CNCF Accepts 'Score' to Standardize Dev Metrics
The Cloud Native Computing Foundation (CNCF) has accepted Score, an open-source workload specification, into its portfolio of projects. Score is designed to simplify how development workloads are configured and measured. The project aims to help platform and SRE teams more easily define and track developer-centric metrics, potentially harmonizing DORA and DevEx measurements across different tools and organizations.

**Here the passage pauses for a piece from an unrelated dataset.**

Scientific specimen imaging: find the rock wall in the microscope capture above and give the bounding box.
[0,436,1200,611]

- The Score project was created by the team at Humanitec and was accepted as a Cloud Native Computing Foundation (CNCF) Sandbox project on July 8, 2024. The project's first commit was on June 22, 2022, and it was launched on GitHub approximately 18 months before its acceptance into the CNCF. - The core of the project is a single, developer-centric file, `score.yaml`, which declaratively defines a workload's runtime requirements, such as necessary databases or event queues. This approach is designed to reduce cognitive load on developers by abstracting away the underlying platform's complexities. - Score is platform-agnostic and uses specific implementation CLIs to translate the `score.yaml` file into various target formats. For example, the `score-k8s` implementation generates Kubernetes manifests, while `score-compose` creates Docker Compose files, ensuring configuration consistency across local and remote environments. - Unlike tools such as Terraform, Score is not designed for resource and environment management; it focuses strictly on describing workload-level properties. It also differs from the Open Application Model (OAM), which defines a broader application model, by maintaining a tighter scope on the individual workload to simplify the developer experience. - The project's stated goal is to create a single source of truth for workload configuration, separating the developer's concerns ("what" the workload needs) from the platform team's concerns ("how" those needs are met in a specific environment). - By entering the CNCF Sandbox, the Score maintainers aim to drive community-driven development, explore integrations with other cloud-native tools, and contribute to the standardization of platform engineering best practices.